Justice John Paul Stevens twice voted to outlaw burning the U.S. flag, in memorable dissents that emphasized the flag's great symbolic value. Now, however, the 86-year-old justice says there is no need to amend the Constitution to protect Old Glory.

In 5-4 decisions in 1989 and 1990, the Supreme Court held that burning the flag is protected by the First Amendment.

"Ironically, those decisions seem to have solved the problem because no one burns flags anymore," Stevens said in a speech to the Chicago Bar Association in September. The justice's speech was recently aired on C-SPAN.

Congress has continued to try to amend the Constitution to permit legislation that would prohibit desecration of the flag. The Senate fell one vote short of the required two-thirds majority in June.

In 1989, Stevens, a World War II veteran, evoked images of the D-Day assault on Omaha Beach in writing that if liberty and equality are worth fighting for, "it cannot be true that the flag that uniquely symbolizes their power is not itself worthy of protection from unnecessary desecration."

He allowed then for the possibility that the court's majority might have gotten it right. "Conceivably, that value will be enhanced by the Court's conclusion that our national commitment to free expression is so strong that even the United States, as ultimate guarantor of that freedom, is without power to prohibit the desecration of its unique symbol. But I am unpersuaded."

Stevens said in Chicago he remains persuaded that he interpreted the Constitution correctly and continues to be proud of his dissents in the flag desecration cases.

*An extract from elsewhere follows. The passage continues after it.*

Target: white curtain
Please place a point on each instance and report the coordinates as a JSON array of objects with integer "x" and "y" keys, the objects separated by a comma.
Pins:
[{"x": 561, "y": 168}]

Yet he paid homage to the five justices — William Brennan, Thurgood Marshall, Harry Blackmun, Antonin Scalia and Anthony Kennedy — who carried the day in both cases.

"If one were to burn a flag today, the act would convey a message of freedom that ours is a society that is strong enough to tolerate such acts by those whom we despise," Stevens said. "Today, one could not burn a flag without reminding every observer that we cherish our freedom."